Call me fickle. First I vowed to vote for Dean. My dream was of a candidate in the Lincoln Bedroom with his wife, also a physician, devising solutions to the health care crisis until dawn. Then I switched to Clark. I imagined George Bush supporters voting for the general, if only because he looks like a white male Republican; that is, the electability factor.

Then some sweet soul came by my house and asked if I would put up a Kucinich sign. I almost caved. It’s hard, if you’ve been raised a Catholic, to turn away folks who keep the faith despite the evidence. But what would the neighbors think if I had Kucinich and Clark signs in my yard side by side?

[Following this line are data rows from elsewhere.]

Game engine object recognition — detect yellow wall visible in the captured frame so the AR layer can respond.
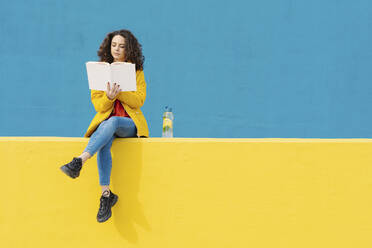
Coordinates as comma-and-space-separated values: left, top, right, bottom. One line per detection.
0, 137, 372, 248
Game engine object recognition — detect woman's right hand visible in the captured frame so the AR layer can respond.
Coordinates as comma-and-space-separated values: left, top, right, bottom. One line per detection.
106, 82, 121, 100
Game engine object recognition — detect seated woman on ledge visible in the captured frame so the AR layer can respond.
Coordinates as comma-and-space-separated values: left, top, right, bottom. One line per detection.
61, 30, 149, 222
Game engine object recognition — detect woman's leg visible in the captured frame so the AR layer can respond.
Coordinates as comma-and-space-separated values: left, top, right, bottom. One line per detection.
97, 116, 137, 190
80, 116, 123, 161
97, 117, 137, 222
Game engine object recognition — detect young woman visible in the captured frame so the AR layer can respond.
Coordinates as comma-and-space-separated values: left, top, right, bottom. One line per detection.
61, 29, 149, 222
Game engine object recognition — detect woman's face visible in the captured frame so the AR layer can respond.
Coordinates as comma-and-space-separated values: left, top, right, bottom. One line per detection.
111, 35, 125, 62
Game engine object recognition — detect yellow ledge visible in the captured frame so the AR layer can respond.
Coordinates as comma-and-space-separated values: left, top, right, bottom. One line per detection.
0, 137, 372, 248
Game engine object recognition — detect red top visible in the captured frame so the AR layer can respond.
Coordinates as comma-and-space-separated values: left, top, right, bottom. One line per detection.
107, 99, 130, 119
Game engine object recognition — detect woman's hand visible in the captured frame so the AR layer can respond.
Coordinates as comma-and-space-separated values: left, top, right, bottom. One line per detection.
106, 82, 121, 100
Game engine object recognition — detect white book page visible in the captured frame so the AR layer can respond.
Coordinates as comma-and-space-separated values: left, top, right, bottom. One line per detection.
110, 62, 137, 91
86, 61, 110, 91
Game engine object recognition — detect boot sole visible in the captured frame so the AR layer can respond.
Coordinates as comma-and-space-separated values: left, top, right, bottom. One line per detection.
97, 195, 119, 223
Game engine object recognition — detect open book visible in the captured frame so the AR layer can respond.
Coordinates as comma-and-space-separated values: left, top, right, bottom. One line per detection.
85, 61, 137, 91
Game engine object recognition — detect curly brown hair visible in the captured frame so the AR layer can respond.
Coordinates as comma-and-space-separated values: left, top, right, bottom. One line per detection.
97, 29, 145, 71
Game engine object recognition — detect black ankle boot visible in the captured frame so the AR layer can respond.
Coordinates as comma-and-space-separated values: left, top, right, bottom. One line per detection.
97, 190, 119, 222
60, 157, 83, 178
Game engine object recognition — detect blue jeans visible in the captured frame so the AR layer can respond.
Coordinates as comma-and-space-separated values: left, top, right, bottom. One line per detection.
84, 116, 137, 186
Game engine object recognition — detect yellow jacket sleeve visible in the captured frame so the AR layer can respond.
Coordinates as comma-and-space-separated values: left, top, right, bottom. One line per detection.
90, 90, 116, 112
116, 71, 146, 108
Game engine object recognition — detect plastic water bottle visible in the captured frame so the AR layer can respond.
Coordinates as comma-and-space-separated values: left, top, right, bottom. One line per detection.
162, 106, 174, 138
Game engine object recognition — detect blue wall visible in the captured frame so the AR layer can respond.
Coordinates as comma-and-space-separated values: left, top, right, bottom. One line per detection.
0, 0, 372, 138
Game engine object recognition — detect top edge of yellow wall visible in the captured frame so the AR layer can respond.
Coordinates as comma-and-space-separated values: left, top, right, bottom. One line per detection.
0, 136, 372, 143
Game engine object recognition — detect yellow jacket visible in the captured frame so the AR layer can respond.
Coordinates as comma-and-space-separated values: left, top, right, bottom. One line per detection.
84, 70, 149, 137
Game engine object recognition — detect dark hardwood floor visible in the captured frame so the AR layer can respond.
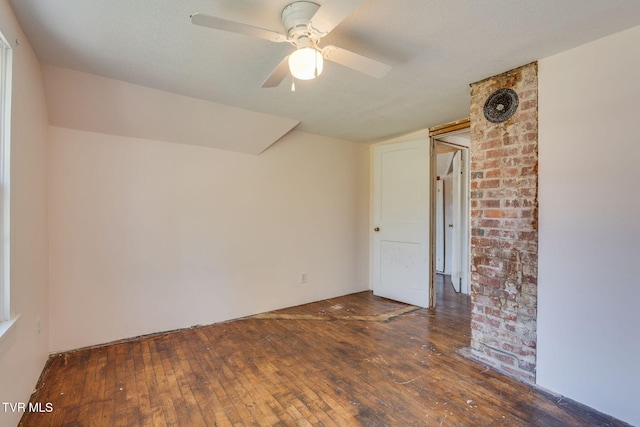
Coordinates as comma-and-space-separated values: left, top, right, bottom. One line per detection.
20, 277, 625, 427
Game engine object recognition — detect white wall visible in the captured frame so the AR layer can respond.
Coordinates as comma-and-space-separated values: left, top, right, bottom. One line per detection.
50, 127, 369, 351
537, 27, 640, 425
0, 0, 49, 426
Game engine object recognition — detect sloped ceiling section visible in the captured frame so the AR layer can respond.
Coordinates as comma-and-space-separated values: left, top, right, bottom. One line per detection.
43, 65, 299, 155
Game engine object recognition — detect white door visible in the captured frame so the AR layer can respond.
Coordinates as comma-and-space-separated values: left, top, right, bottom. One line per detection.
436, 179, 445, 273
451, 150, 462, 292
372, 140, 430, 307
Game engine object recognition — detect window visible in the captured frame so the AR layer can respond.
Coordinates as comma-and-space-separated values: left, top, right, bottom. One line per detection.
0, 33, 11, 322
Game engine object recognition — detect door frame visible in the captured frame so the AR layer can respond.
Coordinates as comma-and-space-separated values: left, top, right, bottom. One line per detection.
429, 119, 471, 308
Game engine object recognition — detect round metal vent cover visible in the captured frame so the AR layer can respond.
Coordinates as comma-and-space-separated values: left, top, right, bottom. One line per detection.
484, 89, 518, 123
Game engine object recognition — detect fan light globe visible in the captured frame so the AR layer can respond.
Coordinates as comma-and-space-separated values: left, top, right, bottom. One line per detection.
289, 47, 322, 80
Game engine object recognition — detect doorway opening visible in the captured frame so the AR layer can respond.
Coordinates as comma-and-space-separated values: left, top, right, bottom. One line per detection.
429, 121, 471, 307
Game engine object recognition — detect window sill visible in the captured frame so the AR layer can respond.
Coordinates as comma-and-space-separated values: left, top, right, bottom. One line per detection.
0, 314, 20, 359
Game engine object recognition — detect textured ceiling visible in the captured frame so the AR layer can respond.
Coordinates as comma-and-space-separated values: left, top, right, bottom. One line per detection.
10, 0, 640, 142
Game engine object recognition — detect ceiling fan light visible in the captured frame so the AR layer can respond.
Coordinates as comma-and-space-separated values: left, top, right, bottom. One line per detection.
289, 47, 323, 80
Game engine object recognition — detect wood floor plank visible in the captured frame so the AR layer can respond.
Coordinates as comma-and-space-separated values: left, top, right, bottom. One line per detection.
20, 281, 626, 427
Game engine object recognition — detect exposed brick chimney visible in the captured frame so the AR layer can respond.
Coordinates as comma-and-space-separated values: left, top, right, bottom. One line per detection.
471, 63, 538, 383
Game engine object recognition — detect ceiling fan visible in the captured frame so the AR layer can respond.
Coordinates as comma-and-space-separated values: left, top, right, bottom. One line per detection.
191, 0, 391, 87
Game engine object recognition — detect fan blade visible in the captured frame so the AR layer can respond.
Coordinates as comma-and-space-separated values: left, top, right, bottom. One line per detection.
309, 0, 364, 37
262, 55, 289, 87
191, 13, 287, 42
322, 46, 391, 78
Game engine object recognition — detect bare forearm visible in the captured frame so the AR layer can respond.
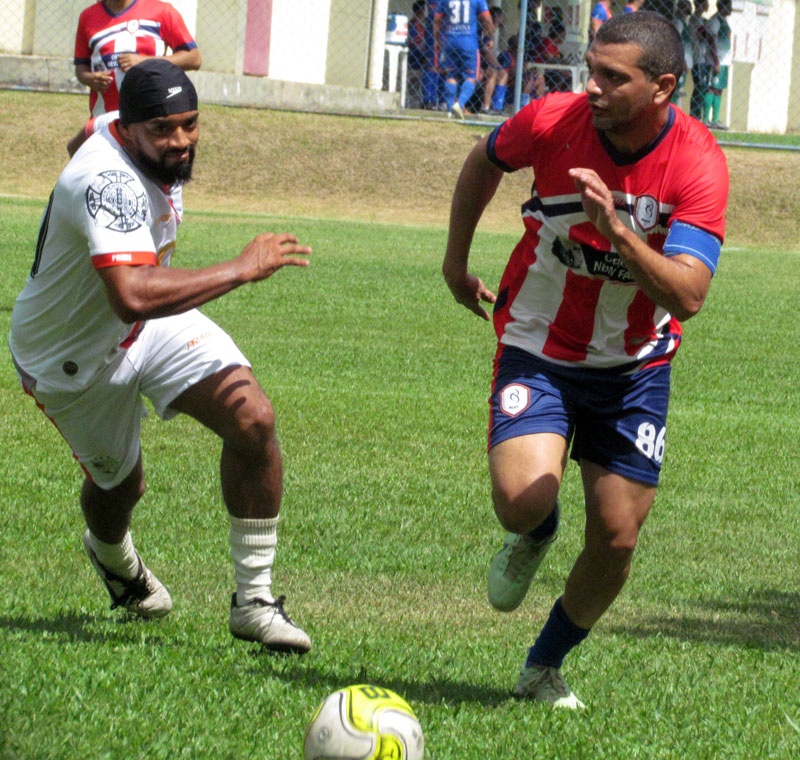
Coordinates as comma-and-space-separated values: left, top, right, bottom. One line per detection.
104, 259, 246, 322
609, 226, 711, 322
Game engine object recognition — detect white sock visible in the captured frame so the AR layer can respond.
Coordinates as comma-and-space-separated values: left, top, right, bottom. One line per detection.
228, 515, 278, 606
89, 531, 139, 579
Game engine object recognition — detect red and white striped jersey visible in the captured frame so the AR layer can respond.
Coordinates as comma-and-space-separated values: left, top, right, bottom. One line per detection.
74, 0, 197, 116
10, 118, 181, 393
487, 93, 728, 371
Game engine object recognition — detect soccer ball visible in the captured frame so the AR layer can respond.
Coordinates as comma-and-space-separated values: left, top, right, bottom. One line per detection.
303, 684, 425, 760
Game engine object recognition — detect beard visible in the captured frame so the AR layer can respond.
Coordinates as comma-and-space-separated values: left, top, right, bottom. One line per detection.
136, 145, 194, 187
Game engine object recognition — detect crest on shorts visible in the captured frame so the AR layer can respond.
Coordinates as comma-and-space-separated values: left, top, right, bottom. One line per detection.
500, 383, 531, 417
633, 195, 658, 232
86, 169, 147, 232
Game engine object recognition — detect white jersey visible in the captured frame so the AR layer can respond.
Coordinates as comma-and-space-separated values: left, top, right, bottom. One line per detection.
10, 118, 181, 393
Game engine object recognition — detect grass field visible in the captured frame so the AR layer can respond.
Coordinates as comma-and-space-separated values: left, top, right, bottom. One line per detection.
0, 94, 800, 760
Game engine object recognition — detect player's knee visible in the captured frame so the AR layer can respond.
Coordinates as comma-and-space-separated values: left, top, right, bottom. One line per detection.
229, 397, 275, 457
492, 483, 558, 534
587, 522, 639, 570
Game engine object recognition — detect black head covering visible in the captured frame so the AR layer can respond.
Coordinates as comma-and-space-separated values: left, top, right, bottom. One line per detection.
119, 58, 197, 124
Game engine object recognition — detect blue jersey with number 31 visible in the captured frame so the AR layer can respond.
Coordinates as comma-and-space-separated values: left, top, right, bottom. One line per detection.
436, 0, 489, 49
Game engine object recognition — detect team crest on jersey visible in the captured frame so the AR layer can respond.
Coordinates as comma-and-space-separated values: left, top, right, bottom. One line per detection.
553, 237, 583, 269
633, 195, 658, 232
500, 383, 531, 417
86, 170, 147, 232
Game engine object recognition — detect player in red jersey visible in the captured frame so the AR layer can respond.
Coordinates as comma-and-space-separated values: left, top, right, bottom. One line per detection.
74, 0, 200, 116
443, 11, 728, 709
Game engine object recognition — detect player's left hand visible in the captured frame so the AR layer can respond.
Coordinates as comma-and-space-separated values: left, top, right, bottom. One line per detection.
445, 272, 497, 322
569, 169, 622, 240
118, 53, 150, 71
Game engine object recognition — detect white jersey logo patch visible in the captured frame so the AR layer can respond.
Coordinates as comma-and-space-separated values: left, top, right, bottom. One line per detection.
86, 170, 147, 232
633, 195, 658, 232
500, 383, 531, 417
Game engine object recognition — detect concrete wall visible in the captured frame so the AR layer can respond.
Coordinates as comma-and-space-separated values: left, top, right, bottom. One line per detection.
0, 55, 400, 118
325, 0, 372, 87
746, 0, 797, 132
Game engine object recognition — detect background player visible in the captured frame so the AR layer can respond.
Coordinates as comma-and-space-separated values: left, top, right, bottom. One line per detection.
74, 0, 201, 116
443, 11, 728, 708
433, 0, 494, 119
10, 58, 311, 652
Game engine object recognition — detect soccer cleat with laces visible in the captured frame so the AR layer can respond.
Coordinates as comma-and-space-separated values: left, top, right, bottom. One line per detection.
230, 594, 311, 654
489, 502, 560, 612
83, 530, 172, 618
514, 665, 586, 710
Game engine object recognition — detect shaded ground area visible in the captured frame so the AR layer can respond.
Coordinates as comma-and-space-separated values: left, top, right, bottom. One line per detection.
0, 91, 800, 250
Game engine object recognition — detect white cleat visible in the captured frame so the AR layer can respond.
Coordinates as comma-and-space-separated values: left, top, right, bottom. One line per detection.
230, 594, 311, 654
489, 503, 560, 612
83, 530, 172, 618
514, 665, 586, 710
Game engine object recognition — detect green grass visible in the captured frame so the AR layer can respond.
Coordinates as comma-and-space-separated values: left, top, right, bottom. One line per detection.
0, 200, 800, 760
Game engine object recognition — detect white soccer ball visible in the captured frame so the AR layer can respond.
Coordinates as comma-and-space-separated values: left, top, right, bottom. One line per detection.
303, 684, 425, 760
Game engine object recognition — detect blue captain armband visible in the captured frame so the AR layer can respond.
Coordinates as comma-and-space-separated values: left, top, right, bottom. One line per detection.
664, 222, 722, 275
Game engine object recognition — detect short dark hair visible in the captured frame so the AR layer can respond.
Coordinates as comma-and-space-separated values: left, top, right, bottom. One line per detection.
594, 11, 684, 82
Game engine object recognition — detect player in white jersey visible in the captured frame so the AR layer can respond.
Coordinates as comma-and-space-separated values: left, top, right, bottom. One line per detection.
10, 58, 311, 653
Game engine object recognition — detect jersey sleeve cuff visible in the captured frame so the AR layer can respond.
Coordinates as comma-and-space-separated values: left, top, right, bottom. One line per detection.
92, 251, 156, 269
663, 221, 722, 275
486, 122, 516, 174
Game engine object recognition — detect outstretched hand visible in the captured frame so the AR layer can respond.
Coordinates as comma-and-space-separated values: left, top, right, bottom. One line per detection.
238, 232, 311, 282
445, 272, 497, 322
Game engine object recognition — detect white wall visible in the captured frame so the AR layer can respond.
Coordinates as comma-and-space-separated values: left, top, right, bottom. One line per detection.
269, 0, 331, 84
745, 0, 797, 132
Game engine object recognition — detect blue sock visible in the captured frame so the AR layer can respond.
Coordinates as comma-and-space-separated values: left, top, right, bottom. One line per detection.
458, 79, 475, 108
422, 69, 439, 105
525, 597, 590, 668
492, 84, 506, 111
526, 501, 558, 542
444, 82, 458, 111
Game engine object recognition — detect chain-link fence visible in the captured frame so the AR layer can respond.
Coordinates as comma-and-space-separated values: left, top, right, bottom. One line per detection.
0, 0, 800, 133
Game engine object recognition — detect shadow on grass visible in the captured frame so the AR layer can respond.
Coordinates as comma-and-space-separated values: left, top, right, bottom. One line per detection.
0, 612, 167, 643
609, 588, 800, 651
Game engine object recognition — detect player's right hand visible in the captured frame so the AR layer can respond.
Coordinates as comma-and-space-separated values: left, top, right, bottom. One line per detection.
238, 232, 311, 282
85, 71, 111, 92
445, 272, 497, 322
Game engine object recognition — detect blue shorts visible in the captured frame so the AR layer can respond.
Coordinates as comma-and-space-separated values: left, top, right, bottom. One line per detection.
489, 346, 672, 485
439, 40, 481, 79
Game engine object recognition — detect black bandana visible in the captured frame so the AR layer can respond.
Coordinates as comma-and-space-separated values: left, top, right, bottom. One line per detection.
119, 58, 197, 125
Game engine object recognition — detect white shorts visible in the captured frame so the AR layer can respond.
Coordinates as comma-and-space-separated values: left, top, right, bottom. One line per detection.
20, 309, 250, 489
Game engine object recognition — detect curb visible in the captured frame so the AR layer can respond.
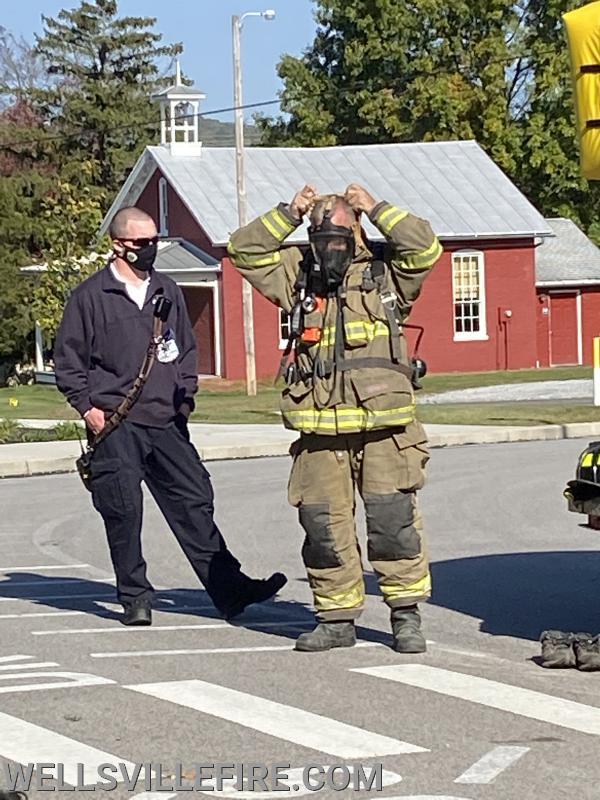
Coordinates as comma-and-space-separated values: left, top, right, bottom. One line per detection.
0, 422, 600, 478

My commitment to Clark held steady, except when I ran into Dean supporters. Their enthusiasm fueled my desire to be part of a movement larger than myself. Then I realized it was Dean supporters I wanted to vote for, not the man himself.

“I’m voting for Kerry,” I tell Dad.

“Well, I’ve been waiting for returns since election night of 1948,” he says. He reminds me that he was an errand boy for pipe-smoking politicos who gathered at the Albuquerque Hilton Hotel; glued to the radio, and calling Washington, they were awaiting the results of the race between Harry Truman and Thomas Dewey. Dad made runs to a nearby restaurant for chicken.

The Chicago Daily Tribune ran a big headline the next morning saying Dewey had won,” Dad recalls with glee.

“Just remember. It’s not over until the fat lady sings.”

Demetria Martinez is the author of three collections of poetry and a novel.